Thank You, Octopus by Darren Farrell
In Thank You, Octopus, Farrell's eight-armed cephalopod is a well-intentioned parental type (the New York Times review brilliantly referred to Octopus as an "eight-tentacled au pair") making his home on a cozy tug boat in New York Harbor with his young friend. Farrell's illustrations are filled with little details and foreshadowing that add to consecutive readings and his characters are the perfect combination of cartoonish and childish. The color palette Farrell employs is perfectly nautical and pleasantly muted with bursts of bright yellows and reds.
Octopus knows just what needs to be done, but doesn't always know how to do it. I don't want to give away every unexpected, Amelia-Bedelia-type-misinterpretation made by the well meaning Octopus because the surprise of the page turn is priceless, even after you've read Thank You, Octopus a handful of times.
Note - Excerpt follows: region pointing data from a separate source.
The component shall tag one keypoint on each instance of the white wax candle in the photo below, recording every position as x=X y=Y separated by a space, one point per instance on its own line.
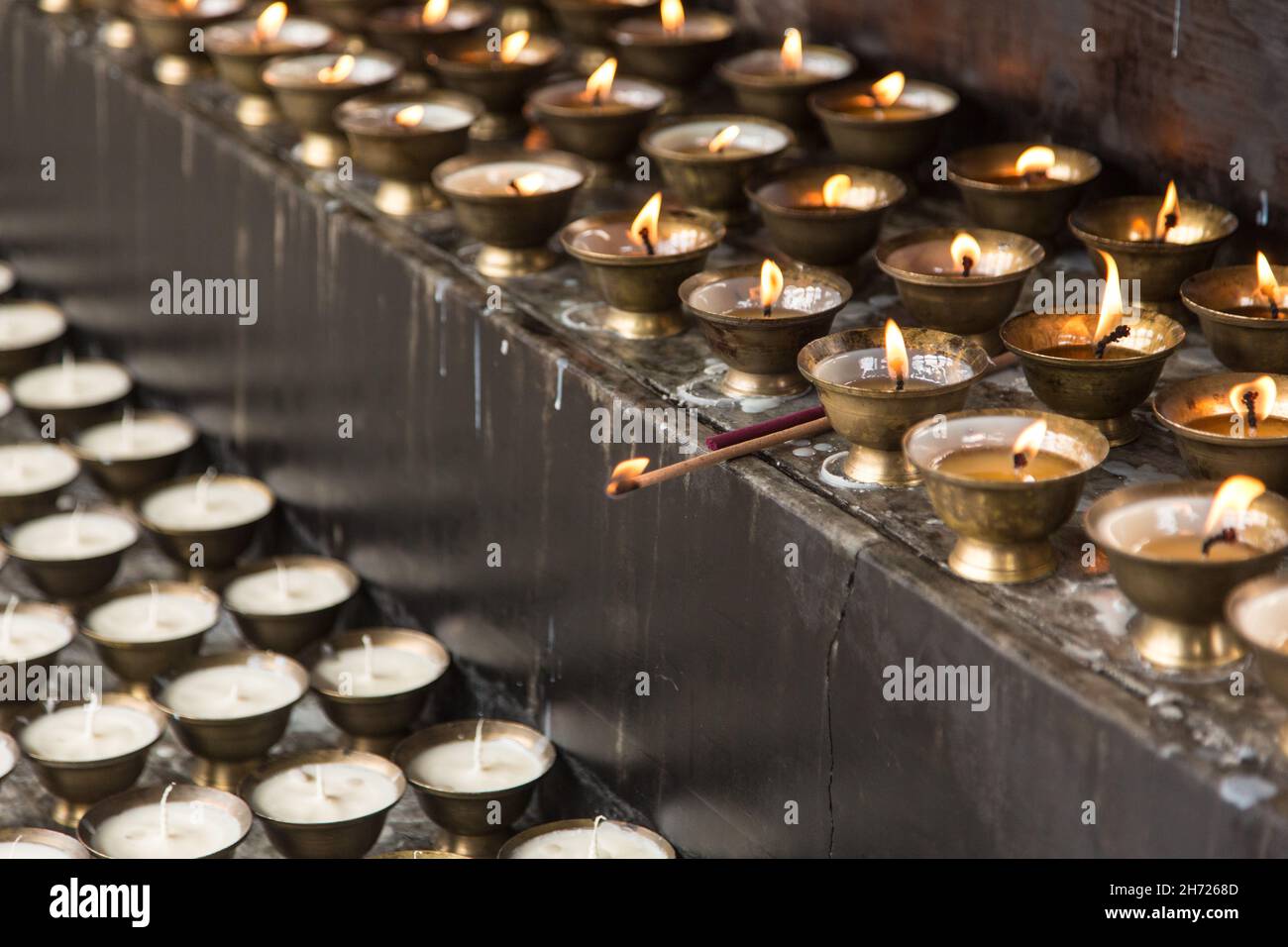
x=192 y=830
x=227 y=692
x=323 y=792
x=287 y=590
x=71 y=384
x=224 y=502
x=137 y=438
x=35 y=468
x=26 y=322
x=610 y=841
x=390 y=671
x=88 y=732
x=77 y=535
x=505 y=763
x=153 y=617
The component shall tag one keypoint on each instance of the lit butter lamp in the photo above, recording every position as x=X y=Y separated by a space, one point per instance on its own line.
x=1257 y=612
x=402 y=140
x=240 y=50
x=758 y=317
x=1098 y=368
x=1004 y=480
x=638 y=261
x=308 y=89
x=674 y=48
x=1157 y=243
x=1231 y=423
x=600 y=119
x=513 y=205
x=827 y=215
x=961 y=281
x=419 y=31
x=1176 y=551
x=1244 y=313
x=876 y=382
x=890 y=124
x=707 y=159
x=1025 y=188
x=500 y=75
x=166 y=27
x=777 y=82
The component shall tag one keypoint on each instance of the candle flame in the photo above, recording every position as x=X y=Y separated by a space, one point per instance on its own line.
x=621 y=479
x=1168 y=214
x=410 y=116
x=835 y=189
x=673 y=16
x=771 y=283
x=897 y=354
x=600 y=82
x=1232 y=500
x=888 y=89
x=338 y=71
x=513 y=44
x=1035 y=158
x=793 y=52
x=269 y=22
x=434 y=12
x=722 y=140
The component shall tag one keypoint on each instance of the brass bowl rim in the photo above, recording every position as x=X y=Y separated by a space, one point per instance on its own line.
x=728 y=69
x=268 y=564
x=751 y=320
x=971 y=356
x=84 y=455
x=892 y=182
x=819 y=106
x=171 y=586
x=384 y=634
x=964 y=179
x=303 y=758
x=137 y=504
x=926 y=234
x=698 y=218
x=288 y=667
x=46 y=836
x=1229 y=223
x=1136 y=492
x=1205 y=311
x=561 y=825
x=421 y=740
x=1179 y=389
x=343 y=114
x=112 y=698
x=181 y=792
x=1173 y=329
x=1085 y=432
x=704 y=158
x=552 y=157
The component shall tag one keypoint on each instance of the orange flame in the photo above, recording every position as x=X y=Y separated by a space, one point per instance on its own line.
x=1171 y=209
x=338 y=71
x=888 y=89
x=623 y=474
x=1232 y=500
x=513 y=44
x=722 y=140
x=1038 y=158
x=897 y=354
x=434 y=12
x=269 y=22
x=673 y=16
x=599 y=85
x=793 y=52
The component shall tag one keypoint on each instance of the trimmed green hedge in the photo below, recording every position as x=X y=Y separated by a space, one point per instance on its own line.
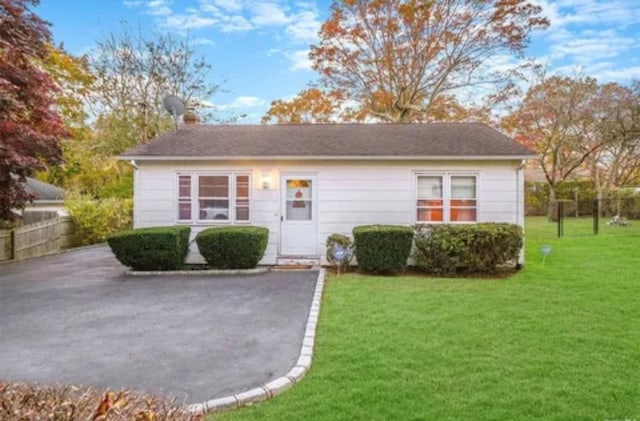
x=233 y=247
x=483 y=247
x=156 y=248
x=382 y=248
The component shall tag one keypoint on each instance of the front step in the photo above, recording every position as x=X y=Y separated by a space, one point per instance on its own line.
x=297 y=261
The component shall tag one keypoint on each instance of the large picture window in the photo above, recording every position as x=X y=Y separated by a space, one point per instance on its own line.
x=446 y=198
x=214 y=198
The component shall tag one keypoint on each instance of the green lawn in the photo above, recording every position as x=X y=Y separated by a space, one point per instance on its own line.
x=559 y=341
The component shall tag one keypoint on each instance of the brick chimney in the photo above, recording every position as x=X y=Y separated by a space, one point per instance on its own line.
x=191 y=117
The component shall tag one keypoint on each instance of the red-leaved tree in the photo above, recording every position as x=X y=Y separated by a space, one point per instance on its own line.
x=30 y=127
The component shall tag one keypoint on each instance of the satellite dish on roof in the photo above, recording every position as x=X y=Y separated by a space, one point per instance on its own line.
x=174 y=106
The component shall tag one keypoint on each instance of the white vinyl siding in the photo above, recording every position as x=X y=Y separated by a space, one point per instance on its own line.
x=348 y=193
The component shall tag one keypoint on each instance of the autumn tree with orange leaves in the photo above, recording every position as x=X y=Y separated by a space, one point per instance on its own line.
x=558 y=119
x=404 y=60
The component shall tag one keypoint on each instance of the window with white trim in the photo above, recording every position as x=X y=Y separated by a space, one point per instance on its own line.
x=214 y=197
x=446 y=198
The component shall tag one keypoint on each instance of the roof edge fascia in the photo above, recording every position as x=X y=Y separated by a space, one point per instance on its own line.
x=325 y=157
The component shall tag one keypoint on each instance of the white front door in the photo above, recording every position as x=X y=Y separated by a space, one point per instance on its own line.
x=298 y=210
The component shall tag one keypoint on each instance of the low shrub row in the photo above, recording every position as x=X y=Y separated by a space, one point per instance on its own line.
x=234 y=247
x=165 y=248
x=438 y=249
x=484 y=247
x=382 y=248
x=157 y=248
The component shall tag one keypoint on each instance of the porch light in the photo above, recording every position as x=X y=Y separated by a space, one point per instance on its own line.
x=266 y=180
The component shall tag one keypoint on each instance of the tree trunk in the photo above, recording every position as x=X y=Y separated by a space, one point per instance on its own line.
x=552 y=205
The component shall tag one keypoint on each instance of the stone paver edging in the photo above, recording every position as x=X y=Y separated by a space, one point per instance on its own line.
x=279 y=385
x=197 y=272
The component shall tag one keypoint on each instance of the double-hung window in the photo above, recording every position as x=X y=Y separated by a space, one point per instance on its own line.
x=219 y=197
x=446 y=198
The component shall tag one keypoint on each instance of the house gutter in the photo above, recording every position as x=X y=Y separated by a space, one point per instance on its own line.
x=133 y=158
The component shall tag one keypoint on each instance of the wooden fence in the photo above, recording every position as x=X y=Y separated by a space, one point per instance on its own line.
x=37 y=239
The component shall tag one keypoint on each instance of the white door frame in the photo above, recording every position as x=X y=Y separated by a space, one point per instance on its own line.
x=310 y=248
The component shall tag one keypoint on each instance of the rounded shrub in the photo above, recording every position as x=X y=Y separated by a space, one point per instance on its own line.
x=476 y=248
x=382 y=248
x=156 y=248
x=233 y=247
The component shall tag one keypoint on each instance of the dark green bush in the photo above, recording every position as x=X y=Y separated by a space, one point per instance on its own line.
x=382 y=248
x=344 y=241
x=157 y=248
x=484 y=247
x=234 y=247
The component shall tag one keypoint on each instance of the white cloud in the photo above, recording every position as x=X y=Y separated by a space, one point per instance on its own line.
x=228 y=5
x=203 y=41
x=236 y=24
x=299 y=59
x=305 y=27
x=159 y=8
x=598 y=46
x=619 y=74
x=241 y=102
x=297 y=26
x=269 y=14
x=187 y=22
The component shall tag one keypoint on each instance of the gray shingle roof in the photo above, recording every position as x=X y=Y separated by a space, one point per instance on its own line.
x=331 y=140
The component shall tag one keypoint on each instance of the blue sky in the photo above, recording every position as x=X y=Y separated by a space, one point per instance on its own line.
x=260 y=47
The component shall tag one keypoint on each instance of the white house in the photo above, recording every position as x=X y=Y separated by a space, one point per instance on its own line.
x=306 y=182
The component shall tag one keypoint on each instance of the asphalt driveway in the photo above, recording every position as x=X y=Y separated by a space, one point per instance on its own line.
x=77 y=318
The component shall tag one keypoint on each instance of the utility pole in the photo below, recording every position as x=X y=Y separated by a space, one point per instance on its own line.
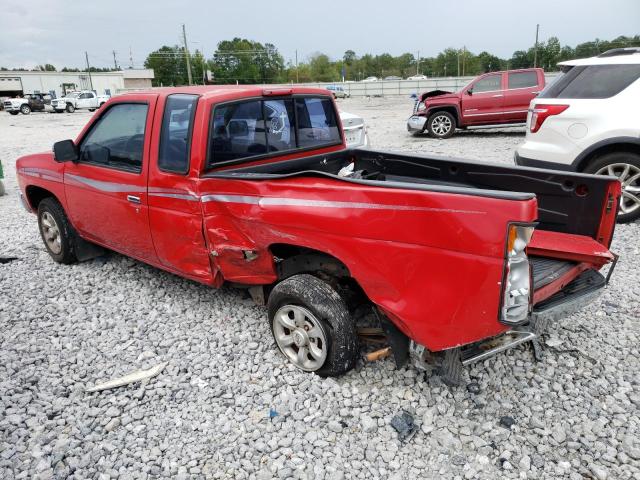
x=186 y=53
x=86 y=56
x=535 y=49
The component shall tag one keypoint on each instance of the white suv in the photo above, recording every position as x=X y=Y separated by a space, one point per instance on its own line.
x=588 y=120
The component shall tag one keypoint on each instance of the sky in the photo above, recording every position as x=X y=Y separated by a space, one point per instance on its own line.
x=35 y=32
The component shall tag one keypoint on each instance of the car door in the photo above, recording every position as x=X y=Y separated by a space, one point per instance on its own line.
x=175 y=215
x=106 y=188
x=522 y=87
x=483 y=101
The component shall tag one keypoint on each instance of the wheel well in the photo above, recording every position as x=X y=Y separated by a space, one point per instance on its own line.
x=606 y=149
x=451 y=110
x=36 y=194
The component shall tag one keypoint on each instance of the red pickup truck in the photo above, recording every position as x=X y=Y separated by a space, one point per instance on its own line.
x=492 y=99
x=256 y=188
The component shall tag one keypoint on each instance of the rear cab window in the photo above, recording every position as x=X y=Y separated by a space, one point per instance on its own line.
x=268 y=127
x=593 y=81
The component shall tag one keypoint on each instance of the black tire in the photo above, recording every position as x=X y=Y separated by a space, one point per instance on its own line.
x=438 y=122
x=324 y=302
x=51 y=206
x=616 y=162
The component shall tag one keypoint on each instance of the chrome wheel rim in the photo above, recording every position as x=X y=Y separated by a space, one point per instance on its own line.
x=441 y=125
x=629 y=176
x=51 y=233
x=300 y=337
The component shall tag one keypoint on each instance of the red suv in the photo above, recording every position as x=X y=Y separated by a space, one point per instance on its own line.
x=496 y=98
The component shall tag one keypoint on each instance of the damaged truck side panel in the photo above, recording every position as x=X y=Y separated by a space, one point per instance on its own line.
x=437 y=246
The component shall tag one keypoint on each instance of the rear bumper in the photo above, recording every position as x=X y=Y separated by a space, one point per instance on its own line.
x=416 y=124
x=531 y=162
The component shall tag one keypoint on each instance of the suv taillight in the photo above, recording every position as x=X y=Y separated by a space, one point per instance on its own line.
x=540 y=113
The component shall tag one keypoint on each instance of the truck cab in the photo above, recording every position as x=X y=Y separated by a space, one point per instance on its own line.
x=492 y=99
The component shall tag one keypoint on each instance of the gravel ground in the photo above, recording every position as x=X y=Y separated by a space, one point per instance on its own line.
x=575 y=415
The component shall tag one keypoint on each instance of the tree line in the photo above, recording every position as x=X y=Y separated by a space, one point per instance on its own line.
x=248 y=62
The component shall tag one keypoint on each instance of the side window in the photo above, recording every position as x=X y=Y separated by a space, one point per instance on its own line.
x=488 y=84
x=281 y=134
x=116 y=140
x=523 y=80
x=175 y=134
x=316 y=122
x=237 y=131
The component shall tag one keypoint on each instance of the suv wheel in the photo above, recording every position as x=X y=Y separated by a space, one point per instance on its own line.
x=312 y=326
x=441 y=124
x=626 y=167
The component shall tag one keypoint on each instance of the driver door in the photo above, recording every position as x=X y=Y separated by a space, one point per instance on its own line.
x=106 y=188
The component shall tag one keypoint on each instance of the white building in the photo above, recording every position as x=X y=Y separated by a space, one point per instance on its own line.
x=14 y=83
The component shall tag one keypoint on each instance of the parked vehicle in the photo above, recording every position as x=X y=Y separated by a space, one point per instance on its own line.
x=73 y=101
x=493 y=99
x=355 y=131
x=458 y=260
x=338 y=91
x=587 y=121
x=33 y=102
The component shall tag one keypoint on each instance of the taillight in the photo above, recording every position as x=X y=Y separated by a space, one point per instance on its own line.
x=516 y=295
x=540 y=113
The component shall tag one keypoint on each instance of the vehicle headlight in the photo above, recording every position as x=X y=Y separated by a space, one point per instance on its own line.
x=516 y=294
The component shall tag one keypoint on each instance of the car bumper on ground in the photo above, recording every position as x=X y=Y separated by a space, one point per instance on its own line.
x=416 y=123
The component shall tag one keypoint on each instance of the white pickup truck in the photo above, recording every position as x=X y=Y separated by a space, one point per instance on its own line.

But . . .
. . . it's very hard not to share a couple of my favorites here. A cry of "Bedtime ahoy" from Octopus kicks of the nighttime ritual with a bath - in a tub filled with egg salad. Brushing teeth, being rocked to bed, clearing the monsters out from under the bed (and relocating them to the closet...) are also up for misunderstandings and laughs in Thank You, Octopus. The boy politely, but firmly declines each time until he just can't take it anymore and has a bit of an understandable tantrum.
But nothing comes between these two pals, as the very clever back of the dust jacket shows us!